If you work in a PR Agency , you should be offering all your clients Search Engine Optimisation as a standard part of your retainer. Why? Two reasons.
The first is that a business’s reputation and credibility is inextricably linked to its visibility in Google. As guardians of your clients’ reputations, you simply cannot afford to ignore this (relatively) new reality.
The second, PR companies are already pros at the most difficult aspect of Search Engine Optimisation – generating online press coverage – so it’s a service you can add to your offering with minimal effort.
These days opinions are formed on the internet, of which Google is the uncontested gatekeeper. If you’re in any doubt about how much influence Google has over internet traffic, just look at the stats. 75% of all internet traffic is directed via search engines, and 95% of those internet searches are on Google.
Such is Google’s dominance in this area that regulators, often fatally slow to catch up with digital, are panicking, and rightly so.
Now consider that less than 5% of users click beyond the first page of results and you start to get a picture of how essential ranking well on Google is for a business’ online visibility.

Average Click Through Rates of Google Ranking Position (credit: advancedwebranking.com)
Simply put, if you’re not appearing on page 1, you do not exist. You are invisible to the thousands of potential clients, investors and partners researching your industry. You are not at the table.
Meanwhile tech-savvy competitors are appearing in the results time after time, subconsciously asserting themselves as market leaders.
A sophisticated SEO strategy targets relevant decision makers at various stages in their search journey, using a combination of psychology and technical nous. The result of this positioning is enhanced digital credibility – which ultimately leads to more sales, investment, and strategic partnerships.
This is all very well, you’re probably thinking, but what does PR have to do with Search Engine Optimisation? To answer this, we have to take a quick look at Google’s backstory, well-versed folklore in the SEO world.
In 1996, Larry Page and Sergey Brin’s search engine – then named “BackRub” – was one of many in a thriving market with no clear leader.
However, their search engine had a key difference in its approach. This difference would prove decisive, eventually destroying the competition and propelling Google to the staggering global heights from which it peers down today. This difference was their use of ‘backlinks’ to determine which were the most relevant results to return to users.
Backlinks are incoming hyperlinks from one website to another (bear with me…). So, if a blogger published an article about your A.I startup, and included a hyperlink to the website, Google sees this as a signal your website is valuable. The more backlinks, the higher your website would appear in Google.
This initially proved a remarkably good way to separate the valuable content from the trash Google’s crawlers have to wade through.

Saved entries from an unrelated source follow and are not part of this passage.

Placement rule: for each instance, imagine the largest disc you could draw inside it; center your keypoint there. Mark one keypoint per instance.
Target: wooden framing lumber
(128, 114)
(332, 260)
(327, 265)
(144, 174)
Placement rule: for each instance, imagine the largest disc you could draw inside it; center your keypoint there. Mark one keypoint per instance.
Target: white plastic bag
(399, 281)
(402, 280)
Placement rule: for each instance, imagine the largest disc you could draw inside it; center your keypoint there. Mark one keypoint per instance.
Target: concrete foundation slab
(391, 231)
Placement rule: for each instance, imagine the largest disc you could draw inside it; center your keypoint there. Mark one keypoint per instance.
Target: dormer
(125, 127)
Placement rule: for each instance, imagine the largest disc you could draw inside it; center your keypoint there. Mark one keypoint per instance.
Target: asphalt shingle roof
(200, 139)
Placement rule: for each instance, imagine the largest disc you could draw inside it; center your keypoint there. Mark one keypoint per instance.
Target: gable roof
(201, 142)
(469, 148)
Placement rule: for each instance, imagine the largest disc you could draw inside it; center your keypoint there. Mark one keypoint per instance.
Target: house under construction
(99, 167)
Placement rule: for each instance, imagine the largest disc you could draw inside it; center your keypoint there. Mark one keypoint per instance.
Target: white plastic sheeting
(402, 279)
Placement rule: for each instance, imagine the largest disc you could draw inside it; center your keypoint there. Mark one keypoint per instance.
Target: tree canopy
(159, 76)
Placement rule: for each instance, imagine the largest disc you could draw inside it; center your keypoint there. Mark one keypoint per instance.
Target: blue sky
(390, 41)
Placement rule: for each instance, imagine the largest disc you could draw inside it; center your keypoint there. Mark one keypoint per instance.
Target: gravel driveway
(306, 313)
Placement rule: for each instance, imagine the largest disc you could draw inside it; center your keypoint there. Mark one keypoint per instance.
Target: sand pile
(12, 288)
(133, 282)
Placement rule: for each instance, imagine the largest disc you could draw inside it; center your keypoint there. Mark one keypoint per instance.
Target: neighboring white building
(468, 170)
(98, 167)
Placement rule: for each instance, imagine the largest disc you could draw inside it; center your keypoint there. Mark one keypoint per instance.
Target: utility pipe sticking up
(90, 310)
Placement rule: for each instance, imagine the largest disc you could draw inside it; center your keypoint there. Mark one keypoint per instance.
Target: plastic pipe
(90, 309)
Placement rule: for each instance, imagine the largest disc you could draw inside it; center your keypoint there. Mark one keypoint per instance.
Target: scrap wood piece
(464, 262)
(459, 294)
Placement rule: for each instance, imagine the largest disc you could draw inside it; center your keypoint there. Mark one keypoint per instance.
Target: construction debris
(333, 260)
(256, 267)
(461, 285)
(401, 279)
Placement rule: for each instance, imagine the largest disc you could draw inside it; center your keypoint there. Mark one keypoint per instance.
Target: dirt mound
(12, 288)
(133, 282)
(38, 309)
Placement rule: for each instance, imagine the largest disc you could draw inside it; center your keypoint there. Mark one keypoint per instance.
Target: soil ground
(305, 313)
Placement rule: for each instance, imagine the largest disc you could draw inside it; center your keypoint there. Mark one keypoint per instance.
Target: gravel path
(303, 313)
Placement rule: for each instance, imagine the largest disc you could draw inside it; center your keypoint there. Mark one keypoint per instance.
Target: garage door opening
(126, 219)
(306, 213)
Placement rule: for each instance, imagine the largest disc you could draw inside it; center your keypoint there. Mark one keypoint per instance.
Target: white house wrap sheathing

However, during these early stages, Google gave the same weight to all backlinks, whether they were from your dad’s DIY blog or The New York Times.
This, naturally, resulted in intense gamification of the algorithm and created an entire industry based around what we call ‘black hat’ link building; websites stuffed with pages of links, dodgy ‘news sites’ offering links in exchange for hard cash, sophisticated software developed to spam corners of the web no human would ever lay eyes on – the internet was fast becoming a cesspool.
It has been a slow process, but Google’s Artificial Intelligence can now tell the difference between ‘good’ and ‘bad’ links, using an infinite number of complex signals which even Google’s top engineers likely no longer fully understand.
The result, which some SEOs might be reluctant to admit, is that virtually all the shortcuts to an effective backlink profile have disappeared, with little hope for the few that remain.
The only way to build links now is the ‘right’ way – links from trusted online news sites and blogs. These kinds of links require the networks and relationships which PRs are experts at fostering.
This has caused a shift in the skill set required of an effective SEO specialist. Once upon a time, anyone with decent technical know-how could get a site to the top of Google. Nowadays, you need real-life relationships with journalists and an ‘eye for content’, as well as all the technical stuff.
So, for any PR’s reading this, realise how you can leverage the work you already do to massively enhance your client offering (and retainer), with the help of a dedicated SEO specialist in your team.
Alternatively, ignore Search Engine Optimisation at your peril. Like it or not, Google has the power to make or break a business.
This may seem unfair, but look to the positives; Google is a level playing field which doesn’t care if you are a £1 billion- or £1 million-pound turnover company. The opportunity is to position your underdog clients above competitors ten times the size, breaking their dominance and reaping the potentially ludicrous rewards.